Memang implementasi berbagai kebijakan yang ada belum cukup mampu untuk memacu industri kita agar membangun fasilitas produksi hulu. Apalagi pelaku industri saat ini mendapat tekanan finansial dengan adanya arus serangan produk murah dari manca negara, terutama produk dari China. Ditambah lagi dengan telah terikatnya Indonesia dengan pasal-pasal perjanjian perdagangan bebas seperti AFTA dan WTO, maka kebijakan protektif yang radikal sudah sulit untuk dilaksanakan. Momentum terbaik untuk memanfaatkan hasil keuntungan proteksi ini sebetulnya pada saat Indonesia belum terikat dengan badan-badan perdagangan bebas tersebut. Ketika itu – sebut saja sebelum paruh kedua tahun 1990-an – pelaksanaan proteksi masih menungkinkan bagi para pelaku industri untuk memperoleh marjin laba yang lebih besar dibandingkan kondisi sekarang ini dan situasi pasarpun ketika itu tidak sejenuh sekarang ini (belum begitu banyak pemain). Tetapi hasil keuntungan di masa lalu tersebut pada umumnya tidak mereka investasikan ke proses produksi hulu.

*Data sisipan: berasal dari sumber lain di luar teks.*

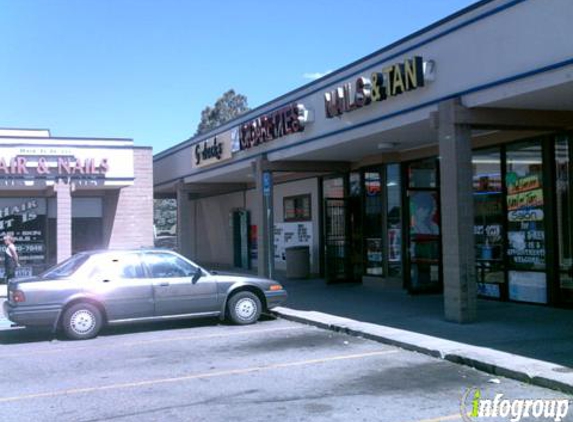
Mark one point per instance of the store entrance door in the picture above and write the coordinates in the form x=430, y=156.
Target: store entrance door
x=241, y=224
x=342, y=230
x=336, y=240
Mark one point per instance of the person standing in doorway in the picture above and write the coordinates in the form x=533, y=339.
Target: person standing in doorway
x=11, y=260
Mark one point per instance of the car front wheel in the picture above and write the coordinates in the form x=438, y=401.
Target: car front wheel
x=244, y=308
x=82, y=321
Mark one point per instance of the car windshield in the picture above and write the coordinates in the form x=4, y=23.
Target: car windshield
x=66, y=268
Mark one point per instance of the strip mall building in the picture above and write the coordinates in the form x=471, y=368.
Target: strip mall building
x=60, y=196
x=442, y=161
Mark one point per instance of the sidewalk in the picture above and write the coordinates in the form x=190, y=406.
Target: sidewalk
x=541, y=337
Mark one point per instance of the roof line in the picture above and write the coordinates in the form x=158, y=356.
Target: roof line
x=416, y=107
x=244, y=117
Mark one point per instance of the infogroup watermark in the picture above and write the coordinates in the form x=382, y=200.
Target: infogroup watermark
x=474, y=407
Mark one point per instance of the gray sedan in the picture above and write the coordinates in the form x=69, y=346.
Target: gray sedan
x=92, y=289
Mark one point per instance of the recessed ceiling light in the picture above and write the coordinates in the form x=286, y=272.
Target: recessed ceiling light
x=386, y=145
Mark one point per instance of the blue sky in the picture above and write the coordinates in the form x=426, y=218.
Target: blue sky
x=144, y=69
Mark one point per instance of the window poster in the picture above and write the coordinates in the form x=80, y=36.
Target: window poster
x=25, y=220
x=424, y=245
x=291, y=234
x=374, y=256
x=528, y=286
x=424, y=216
x=526, y=233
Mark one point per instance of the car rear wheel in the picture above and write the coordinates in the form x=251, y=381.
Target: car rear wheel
x=82, y=321
x=244, y=308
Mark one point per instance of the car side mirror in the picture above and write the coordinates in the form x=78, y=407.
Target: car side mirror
x=197, y=275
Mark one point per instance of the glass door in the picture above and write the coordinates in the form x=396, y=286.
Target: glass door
x=373, y=207
x=423, y=243
x=336, y=242
x=489, y=226
x=564, y=211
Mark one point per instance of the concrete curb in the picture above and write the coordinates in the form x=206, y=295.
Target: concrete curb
x=532, y=371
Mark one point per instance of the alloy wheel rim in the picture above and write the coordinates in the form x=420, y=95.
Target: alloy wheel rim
x=82, y=321
x=245, y=308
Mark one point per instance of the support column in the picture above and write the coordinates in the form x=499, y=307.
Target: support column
x=265, y=224
x=185, y=223
x=457, y=207
x=63, y=219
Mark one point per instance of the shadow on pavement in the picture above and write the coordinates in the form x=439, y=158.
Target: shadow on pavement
x=533, y=331
x=34, y=335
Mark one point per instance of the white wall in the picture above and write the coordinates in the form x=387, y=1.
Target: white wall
x=213, y=228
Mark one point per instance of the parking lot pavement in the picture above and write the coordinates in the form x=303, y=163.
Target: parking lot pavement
x=275, y=370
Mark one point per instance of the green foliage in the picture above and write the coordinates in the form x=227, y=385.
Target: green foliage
x=226, y=108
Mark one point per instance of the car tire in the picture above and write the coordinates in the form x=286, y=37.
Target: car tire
x=82, y=321
x=244, y=308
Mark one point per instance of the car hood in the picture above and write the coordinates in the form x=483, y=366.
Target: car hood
x=33, y=279
x=231, y=277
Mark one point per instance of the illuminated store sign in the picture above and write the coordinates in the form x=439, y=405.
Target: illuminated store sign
x=279, y=123
x=101, y=165
x=389, y=82
x=63, y=166
x=212, y=150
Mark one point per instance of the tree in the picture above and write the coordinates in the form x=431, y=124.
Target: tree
x=229, y=106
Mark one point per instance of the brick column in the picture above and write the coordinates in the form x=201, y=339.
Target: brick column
x=265, y=225
x=185, y=223
x=63, y=220
x=458, y=252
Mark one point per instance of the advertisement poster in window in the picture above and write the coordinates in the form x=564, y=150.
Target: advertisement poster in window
x=292, y=234
x=25, y=220
x=526, y=233
x=374, y=256
x=424, y=240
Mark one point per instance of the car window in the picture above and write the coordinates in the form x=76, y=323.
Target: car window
x=66, y=268
x=165, y=265
x=126, y=266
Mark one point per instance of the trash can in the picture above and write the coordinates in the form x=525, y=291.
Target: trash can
x=298, y=261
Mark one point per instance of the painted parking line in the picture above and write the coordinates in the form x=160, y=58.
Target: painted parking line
x=455, y=417
x=204, y=375
x=146, y=342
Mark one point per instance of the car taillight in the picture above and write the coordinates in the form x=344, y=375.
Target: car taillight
x=18, y=296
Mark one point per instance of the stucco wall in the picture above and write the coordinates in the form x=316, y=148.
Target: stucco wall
x=128, y=212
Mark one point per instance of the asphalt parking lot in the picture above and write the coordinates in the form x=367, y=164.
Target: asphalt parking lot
x=207, y=371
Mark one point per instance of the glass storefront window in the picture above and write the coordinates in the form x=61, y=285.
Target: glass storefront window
x=525, y=222
x=25, y=220
x=424, y=238
x=422, y=174
x=373, y=222
x=489, y=219
x=564, y=217
x=333, y=188
x=394, y=220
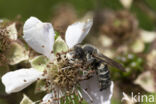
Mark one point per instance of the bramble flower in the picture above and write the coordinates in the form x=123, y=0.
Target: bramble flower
x=41, y=37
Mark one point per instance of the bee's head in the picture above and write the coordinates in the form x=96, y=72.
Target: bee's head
x=78, y=52
x=88, y=49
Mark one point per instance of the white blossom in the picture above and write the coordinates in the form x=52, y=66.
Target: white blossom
x=40, y=37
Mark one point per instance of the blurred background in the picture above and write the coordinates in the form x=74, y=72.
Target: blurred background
x=124, y=30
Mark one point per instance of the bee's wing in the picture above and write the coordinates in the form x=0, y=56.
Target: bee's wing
x=109, y=61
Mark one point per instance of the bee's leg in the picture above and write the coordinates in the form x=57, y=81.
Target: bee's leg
x=103, y=76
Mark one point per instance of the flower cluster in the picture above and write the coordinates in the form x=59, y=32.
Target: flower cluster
x=41, y=38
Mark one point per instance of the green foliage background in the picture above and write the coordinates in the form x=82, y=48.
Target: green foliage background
x=44, y=9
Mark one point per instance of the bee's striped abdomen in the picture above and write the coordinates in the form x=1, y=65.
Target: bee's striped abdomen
x=104, y=76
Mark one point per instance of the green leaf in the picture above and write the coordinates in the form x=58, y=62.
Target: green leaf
x=60, y=46
x=26, y=100
x=39, y=62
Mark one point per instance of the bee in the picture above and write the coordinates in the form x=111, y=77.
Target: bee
x=93, y=61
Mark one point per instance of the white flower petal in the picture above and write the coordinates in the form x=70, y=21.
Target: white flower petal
x=126, y=3
x=77, y=32
x=39, y=36
x=18, y=80
x=99, y=97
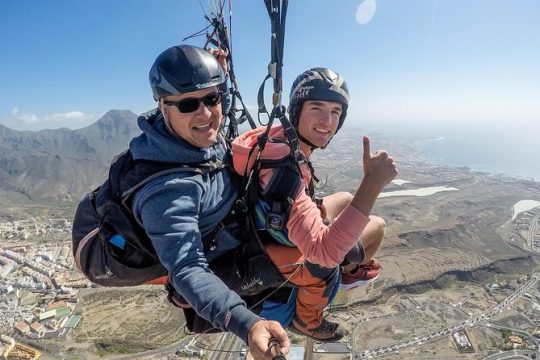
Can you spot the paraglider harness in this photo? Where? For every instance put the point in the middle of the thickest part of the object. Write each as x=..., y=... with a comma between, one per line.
x=112, y=249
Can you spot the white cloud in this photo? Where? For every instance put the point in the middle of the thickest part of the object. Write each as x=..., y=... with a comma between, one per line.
x=20, y=120
x=72, y=115
x=24, y=117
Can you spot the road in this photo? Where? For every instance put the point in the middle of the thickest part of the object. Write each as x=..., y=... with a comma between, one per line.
x=512, y=354
x=419, y=340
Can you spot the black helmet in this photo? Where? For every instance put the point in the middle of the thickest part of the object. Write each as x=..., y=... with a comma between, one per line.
x=182, y=69
x=318, y=84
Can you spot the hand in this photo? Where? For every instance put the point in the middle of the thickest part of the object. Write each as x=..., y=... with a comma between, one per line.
x=259, y=337
x=221, y=56
x=379, y=168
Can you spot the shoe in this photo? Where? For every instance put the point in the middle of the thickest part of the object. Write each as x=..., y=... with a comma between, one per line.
x=372, y=264
x=360, y=276
x=327, y=331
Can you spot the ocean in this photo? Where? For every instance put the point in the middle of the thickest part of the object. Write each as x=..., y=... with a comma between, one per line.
x=498, y=149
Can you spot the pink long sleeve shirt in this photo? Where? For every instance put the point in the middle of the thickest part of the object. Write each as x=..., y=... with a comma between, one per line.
x=321, y=244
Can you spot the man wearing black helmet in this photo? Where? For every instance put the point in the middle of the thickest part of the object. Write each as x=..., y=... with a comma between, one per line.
x=319, y=236
x=180, y=210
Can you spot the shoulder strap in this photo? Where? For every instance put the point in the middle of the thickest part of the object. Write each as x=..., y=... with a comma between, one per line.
x=127, y=175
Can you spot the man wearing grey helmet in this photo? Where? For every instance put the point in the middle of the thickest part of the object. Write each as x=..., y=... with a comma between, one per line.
x=180, y=209
x=317, y=235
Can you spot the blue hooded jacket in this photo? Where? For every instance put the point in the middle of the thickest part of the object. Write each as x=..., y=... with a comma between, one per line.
x=177, y=210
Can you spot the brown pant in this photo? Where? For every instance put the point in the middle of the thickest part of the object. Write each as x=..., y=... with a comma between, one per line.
x=315, y=283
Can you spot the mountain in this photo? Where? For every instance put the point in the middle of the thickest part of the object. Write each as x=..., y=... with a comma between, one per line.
x=63, y=164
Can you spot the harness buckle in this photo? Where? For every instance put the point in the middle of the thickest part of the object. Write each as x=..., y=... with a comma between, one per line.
x=275, y=221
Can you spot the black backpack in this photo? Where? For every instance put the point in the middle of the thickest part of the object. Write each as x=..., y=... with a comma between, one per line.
x=110, y=247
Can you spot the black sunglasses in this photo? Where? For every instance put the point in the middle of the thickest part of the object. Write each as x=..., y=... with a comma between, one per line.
x=192, y=104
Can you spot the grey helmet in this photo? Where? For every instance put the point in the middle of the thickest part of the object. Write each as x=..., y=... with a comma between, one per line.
x=318, y=84
x=182, y=69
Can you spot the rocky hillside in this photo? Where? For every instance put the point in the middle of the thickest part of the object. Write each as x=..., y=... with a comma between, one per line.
x=63, y=164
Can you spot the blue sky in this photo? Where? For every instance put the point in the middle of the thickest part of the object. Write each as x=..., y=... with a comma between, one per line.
x=66, y=62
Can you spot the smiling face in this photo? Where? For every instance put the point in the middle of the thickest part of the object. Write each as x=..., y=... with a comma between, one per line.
x=199, y=128
x=318, y=123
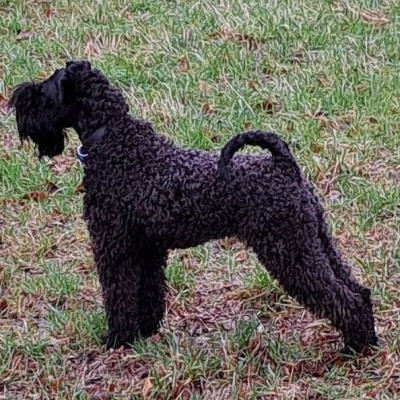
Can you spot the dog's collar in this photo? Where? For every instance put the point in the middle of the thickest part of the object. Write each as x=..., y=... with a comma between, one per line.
x=83, y=150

Sebenarnya kebijakan protektif terhadap industri dalam negeri umum dilakukan juga di berbagai belahan dunia, walaupun dengan cara yang berbeda-beda. Cara langsung adalah keluarnya bentuk peraturan dari pemerintah. Cara tidak langsung umpamanya melalui penguatan lobi-lobi asosiasi, pelatihan, atau subsidi. Proteksi berupa preferensi harga dan pembatasan kuota masih diperlukan. Namun dengan mempertimbangkan derasnya arus globalisasi serta usia sebagian industri yang tidak lagi dapat dikategorikan sebagai infant industry, maka kebijakan protektif tersebut harus dibarengi dengan penjadwalan terarah atau suatu road map yang definitif (misalnya 10 tahun ke depan) agar industri pendukung migas betul-betul mampu mandiri. Harus ada tahapan rekayasa (desain), tahapan pendanaan, tahapan konstruksi pembangunan fasilitas produksi hulu, serta tahapan penguasan pangsa pasar domestik sekaligus penetrasi pasar ekspor. Proteksi yang berkepanjangan tanpa batasan waktu dan tanpa sasaran yang jelas – apalagi industri yang tidak dapat lagi dikategorikan sebagai infant industry – justru menyebabkan industri nasional makin tidak memiliki ketahanan.

Harapan Kedepan Terhadap Industri Penunjang Migas

Karena memberikan multiplier effect yang sangat berarti bagi pembangunan nasional; misalnya lewat setoran pajak, penyerapan tenaga kerja, serta pemanfaatan industri barang/jasa pendukungnya; maka diharapkan di masa mendatang Indonesia dapat membangun industri penunjang migas yang,
  1. sepenuhnya mampu mendukung kegiatan operasional migas;


  2. berdaya saing kuat, yaitu adanya kemampuan untuk memproduksi barang/jasa yang berkualitas, memenuhi persyaratan K3L2 (kesehatan, keselamatan kerja, dan lindungan lingkungan), harga kompetitif, serta penyerahan tepat waktu;


  3. menguasai pasar lokal – katakanlah lebih dari dua per tiga volume pasar, sekaligus mampu mengakses pasar ekspor;


  4. memiliki fasilitas produksi dari hulu sampai hilir sehingga mampu melepaskan diri dari ketergantungan terhadap pasokan bahan baku impor, teknologi impor, serta berbagai sumber daya impor lainnya; dan


  5. terus menerus meningkatkan kemampuan sendiri (indigenous capabilities) sehingga betul-betul mampu membuat produk “made by Indonesians”, bukan sekedar dijadikan basis bagi kapitalis global untuk membuat produknya.
Bila kelima hal di atas sudah tercapai, maka Indonesia akan memiliki industri penunjang migas yang sustainable. Pertanyaannya, kapan itu bisa terjadi? Mudah-mudahan tidak seperti lakon teater “Menunggu Godot” – yang sangat populer di era penghujung 1970-an sampai awal 1980-an.